A small-scale analysis involving 184 women patients by Swedish doctors found eights deaths among those receiving aggressive treatment, compared to just one death after a year in a group given more conservative care. “We should be cautious about these results but, taken together with findings from previous studies, it suggests that results from men do not necessarily apply to women,” said lead researcher Eva Swahn of University Hospital, Linkoping, Sweden. “Women should be equally treated but equal doesn’t mean the same,” she added.
Men and women are usually lumped together in clinical studies, so the latest findings — based on a sub-analysis of a larger trial assessing GlaxoSmithKline’s drug Arixtra — gives a rare perspective on gender differences. Swahn’s study involved women with an average age of 68. They were divided into two equal groups and either given a routine invasive heart X-ray, followed by a heart procedure if needed, or simply monitored and only X-rayed if they showed symptoms.
A total of 58 percent of the first group received either bypass surgery or angioplasty, a non-surgical alternative in which a tiny balloon is inflated in a clogged coronary artery, whereas only 31 percent of the second group had such procedures. One clear difference between the two genders was that major bleedings were more frequent in the early invasive group, and Swahn said it was possible that women had a higher bleeding tendency, making invasive procedures more dangerous.
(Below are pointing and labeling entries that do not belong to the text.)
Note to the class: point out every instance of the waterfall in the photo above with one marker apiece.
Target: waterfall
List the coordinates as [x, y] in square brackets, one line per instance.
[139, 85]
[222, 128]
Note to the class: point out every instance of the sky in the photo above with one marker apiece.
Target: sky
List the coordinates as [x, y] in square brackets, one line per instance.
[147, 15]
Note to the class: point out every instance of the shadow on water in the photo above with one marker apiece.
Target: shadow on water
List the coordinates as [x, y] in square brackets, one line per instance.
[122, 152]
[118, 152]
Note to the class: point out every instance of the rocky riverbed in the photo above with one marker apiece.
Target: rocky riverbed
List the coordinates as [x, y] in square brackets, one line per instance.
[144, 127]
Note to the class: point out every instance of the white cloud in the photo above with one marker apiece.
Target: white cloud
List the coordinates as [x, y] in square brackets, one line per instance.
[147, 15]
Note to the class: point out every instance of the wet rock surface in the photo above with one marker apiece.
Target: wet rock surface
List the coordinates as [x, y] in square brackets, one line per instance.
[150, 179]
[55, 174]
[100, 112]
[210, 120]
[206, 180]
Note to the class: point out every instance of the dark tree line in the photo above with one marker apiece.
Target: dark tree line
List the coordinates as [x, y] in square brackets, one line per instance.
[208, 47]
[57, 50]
Daniel Jones, cardiologist at the University of Mississippi Medical Center and president of the American Heart Association, said the results were inconclusive but did underline the need for more research. “I don’t think it’s surprising that there are probably differences in the way we ought to be managing women from men. We cannot pretend that research done in men can easily be extrapolated to women,” he said.
Scientists are starting to unscramble some fundamental genetic differences between the sexes. A team at the University of California Los Angeles published results of a study on mice last year showing how thousands of genes behave differently in the same organs of males and females, and scientists believe the same is almost certainly true of humans.
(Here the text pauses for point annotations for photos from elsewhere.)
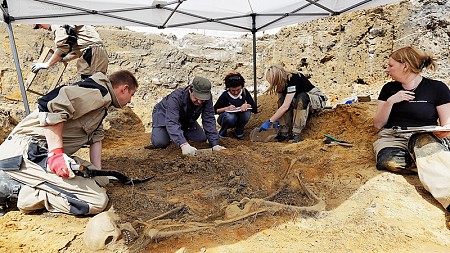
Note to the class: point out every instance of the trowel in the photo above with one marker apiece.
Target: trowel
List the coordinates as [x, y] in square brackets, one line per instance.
[263, 136]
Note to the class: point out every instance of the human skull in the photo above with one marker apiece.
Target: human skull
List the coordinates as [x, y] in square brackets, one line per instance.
[101, 231]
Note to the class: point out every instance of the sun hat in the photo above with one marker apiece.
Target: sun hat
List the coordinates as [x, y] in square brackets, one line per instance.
[201, 88]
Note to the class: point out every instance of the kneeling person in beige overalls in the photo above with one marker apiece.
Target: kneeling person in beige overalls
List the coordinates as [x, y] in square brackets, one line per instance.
[33, 159]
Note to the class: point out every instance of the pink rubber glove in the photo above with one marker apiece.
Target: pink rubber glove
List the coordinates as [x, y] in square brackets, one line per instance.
[57, 163]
Editor’s note: These findings underscore the realization that for the past several decades women have been systematically excluded from many drug trials and that the results obtained almost exclusively in males have been indiscriminately applied to women with the expectation that the outcomes would be similar. The truth is that they are not and the NIH has taken major positive steps to ensure that women will be included in trials of drugs for which they will be likely to be administered as therapeutic agents.